STRAVINSKY Symphonies
Berlin Philharmonic / SIR SIMON RATTLE
EMI Classics 2076300
Rating ****1/2


The three symphonies by Igor Stravinsky (1882-1971) on this disc date from the 1930s and 40s, and are in his neo-classical style of composition. Gone are the lush sounds of his early ballets, in its place one finds sparer and astringent textures, and complex contrapuntal set pieces. The music nevertheless retains Stravinsky’s love of syncopation and the idea of multiple rhythms going on simultaneously. 

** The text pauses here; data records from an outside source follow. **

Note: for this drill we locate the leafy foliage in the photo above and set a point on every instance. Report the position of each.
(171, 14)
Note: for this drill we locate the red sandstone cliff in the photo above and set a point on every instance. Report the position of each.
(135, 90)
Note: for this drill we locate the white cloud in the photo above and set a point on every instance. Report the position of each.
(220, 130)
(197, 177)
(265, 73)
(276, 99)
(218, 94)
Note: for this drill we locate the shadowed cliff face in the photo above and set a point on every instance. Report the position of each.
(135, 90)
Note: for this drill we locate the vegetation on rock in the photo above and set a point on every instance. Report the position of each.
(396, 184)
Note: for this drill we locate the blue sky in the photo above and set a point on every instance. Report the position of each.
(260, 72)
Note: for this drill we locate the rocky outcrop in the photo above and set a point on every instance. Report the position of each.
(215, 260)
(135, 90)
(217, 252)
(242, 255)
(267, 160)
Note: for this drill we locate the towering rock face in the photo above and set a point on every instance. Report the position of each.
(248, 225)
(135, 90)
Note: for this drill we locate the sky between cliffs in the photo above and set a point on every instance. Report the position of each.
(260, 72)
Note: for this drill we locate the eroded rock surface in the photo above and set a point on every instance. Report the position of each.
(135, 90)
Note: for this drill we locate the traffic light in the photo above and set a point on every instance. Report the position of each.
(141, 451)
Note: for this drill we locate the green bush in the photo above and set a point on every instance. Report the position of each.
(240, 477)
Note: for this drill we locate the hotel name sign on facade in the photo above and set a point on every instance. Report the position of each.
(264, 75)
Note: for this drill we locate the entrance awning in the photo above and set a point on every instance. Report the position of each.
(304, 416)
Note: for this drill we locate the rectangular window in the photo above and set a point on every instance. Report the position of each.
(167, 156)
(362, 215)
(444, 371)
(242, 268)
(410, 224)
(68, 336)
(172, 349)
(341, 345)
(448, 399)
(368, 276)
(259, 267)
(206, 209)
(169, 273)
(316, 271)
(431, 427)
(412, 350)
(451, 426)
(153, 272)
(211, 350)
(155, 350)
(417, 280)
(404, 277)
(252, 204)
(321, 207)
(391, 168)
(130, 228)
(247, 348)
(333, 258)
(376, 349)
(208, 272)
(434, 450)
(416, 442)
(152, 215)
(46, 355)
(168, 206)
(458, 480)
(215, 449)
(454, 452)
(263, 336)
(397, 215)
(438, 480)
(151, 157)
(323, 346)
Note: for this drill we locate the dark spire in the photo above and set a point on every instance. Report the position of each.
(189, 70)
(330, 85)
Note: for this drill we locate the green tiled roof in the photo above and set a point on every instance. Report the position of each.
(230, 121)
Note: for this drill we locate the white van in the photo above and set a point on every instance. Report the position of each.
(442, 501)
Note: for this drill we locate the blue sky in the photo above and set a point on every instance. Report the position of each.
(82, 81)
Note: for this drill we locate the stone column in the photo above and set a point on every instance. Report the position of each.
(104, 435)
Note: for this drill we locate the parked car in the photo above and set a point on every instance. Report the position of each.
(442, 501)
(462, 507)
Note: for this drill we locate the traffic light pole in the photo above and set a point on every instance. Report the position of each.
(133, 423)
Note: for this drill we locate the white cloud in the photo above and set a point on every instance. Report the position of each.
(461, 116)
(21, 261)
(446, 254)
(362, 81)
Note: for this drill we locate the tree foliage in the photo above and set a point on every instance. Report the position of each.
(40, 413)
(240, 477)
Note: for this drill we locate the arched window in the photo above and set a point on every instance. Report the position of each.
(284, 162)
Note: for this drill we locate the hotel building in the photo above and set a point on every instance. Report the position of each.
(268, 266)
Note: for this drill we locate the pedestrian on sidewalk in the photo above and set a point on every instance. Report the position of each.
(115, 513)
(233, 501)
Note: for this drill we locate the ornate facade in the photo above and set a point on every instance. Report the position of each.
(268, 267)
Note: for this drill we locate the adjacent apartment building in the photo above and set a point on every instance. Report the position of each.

The best known is the choral Symphony of Psalms (1930), which finds the Berlin Broadcasting Chorus hale and hearty of voice, alternating reverence with exuberance. The orchestra is the undoubted star throughout, driving the kinetically charged music, especially the outer thirds of the Symphony in Three Movements (1942-45), and making the underrated Symphony in C (1940) sound like a true masterpiece. These “live” performances are well worth catching.


















NEW YEAR’S CONCERT 2008
Vienna Philharmonic
GEORGES PRETRE
Deutsche Grammophon 478 0034
Rating ****1/2


There is a French angle to this quintessential Viennese event helmed by veteran conductor Georges Pretre, the first-ever Frenchmen to direct its proceedings. No French composers here but the Strauss waltz family’s French-themed works. Johann the Younger’s Napoleon March opens the festivities with pomp; his father’s Paris Waltz and Versailles Gallop adding to the merriment, with the former slyly quoting La Marseillaise, then outlawed in Austria. The Orpheus-Quadrille is a potpourri of melodies from Jacques Offenbach’s hit operetta Orpheus in the Underworld, which begins and ends inevitably with the ubiquitous cancan. 

Not everything is French, as the son and father try their hands in a Russian March and Chinese Gallop, although one will be hard pressed to tell one from the other! The usual favourites Emperor Waltz, Tritsch Tratsch Polka, Blue Danube Waltz and Radetzky March give a familiar ring and rousing close. Happy New Year!